Equal pay argument for women in sport is flawed

Whilst this is not a new story, it seems to be popping up more frequently in sports debates. It’s been bugging me for a number of weeks now, so I thought I’d get some of my thoughts on paper.

I can see the argument: women do the same work as men, in any other career there would be equal pay, so why not in sports, in particular football?

According to Deloitte the average Premier League footballer earned £1.6million last season. Wayne Rooney is said to earn £300,000 a week from his club, plus a further match fee when on England duty. But the basic salary for a female footballer is a little over £25,000 pa. This leads to awkward questions, and even more uncomfortable answers. Does this mean women are less valuable in football?

In short, the ugly answer is yes. Football clubs are businesses, and female footballers do not currently generate anywhere near the same amount of revenue that their male counterparts can boast. This is an extreme example, but please bear with me. James Rodriguez moved to Real Madrid for approximately £63million last summer. Real Madrid recouped almost half that figure in James’ shirt sales, within a week. Very few footballers can do this. But all are male.

If you went round the streets and stopped and asked people to name as many male and female footballers as they could, the results would be damning. Whilst I haven’t actually done this myself, I am 100% certain that they would know a lot more about men’s football than they would do about women’s, in the vast majority of cases. This is simply because there is more interest in men’s football. The average attendance in the English Premier League 2013/14 season was slightly over 36,000 people at every game.
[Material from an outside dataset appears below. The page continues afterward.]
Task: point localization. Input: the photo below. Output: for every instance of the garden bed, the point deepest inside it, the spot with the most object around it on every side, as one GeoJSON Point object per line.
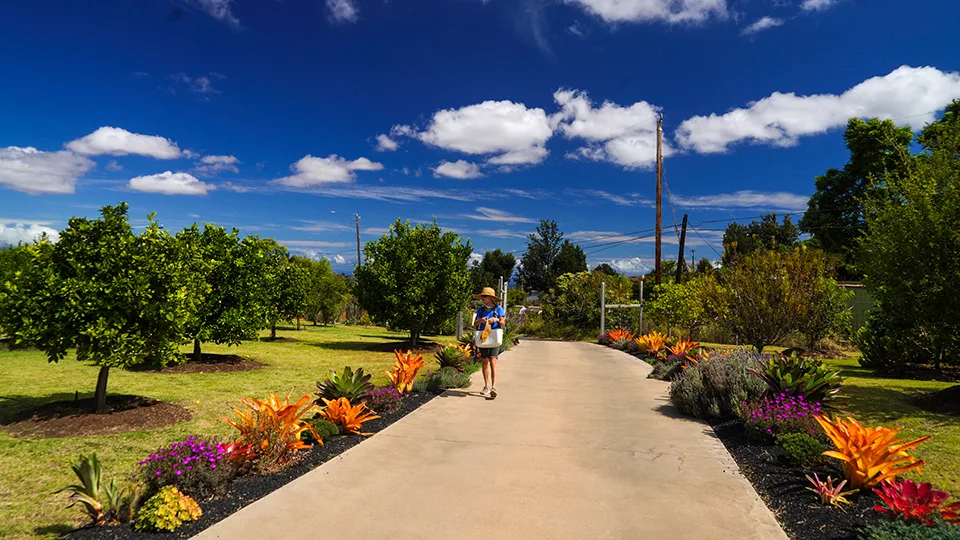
{"type": "Point", "coordinates": [248, 489]}
{"type": "Point", "coordinates": [782, 487]}
{"type": "Point", "coordinates": [74, 418]}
At the women’s equivalent, the Women’s Super League, it was only 747 – and that is with much cheaper tickets.

If you showed an advert of a male footballer promoting a product, the majority of people would know exactly who he is. Whereas if a female footballer was shown in the advert, she’d have to be in her kit with a ball at her feet, just for the audience to know what her profession was. You still wouldn’t know her name.

I’d agree that in an ideal world men and women would get paid the same across all jobs. But this isn’t an ideal world. At the moment, there’s a lot more interest, and as a result, more money in men’s football, which allows clubs to pay their players significantly higher wages. At the end of the day, footballers, whether male or female, are paid what the market dictates.

I find it surprising that we even give the equal pay argument so much airtime. It is fatally flawed. Yes women’s football is on the up, but even those who speak out in favour of equal pay know that at the moment they are wasting their time. They know that nothing can be done, but they also know that they could personally benefit from the situation, by calling for action. They’re promoting their image for their own personal gain, knowing nothing will change. In ten, twenty years time, things might be different, but women’s football is still in it’s infancy.

As always feel free to leave your views. Have a nice day.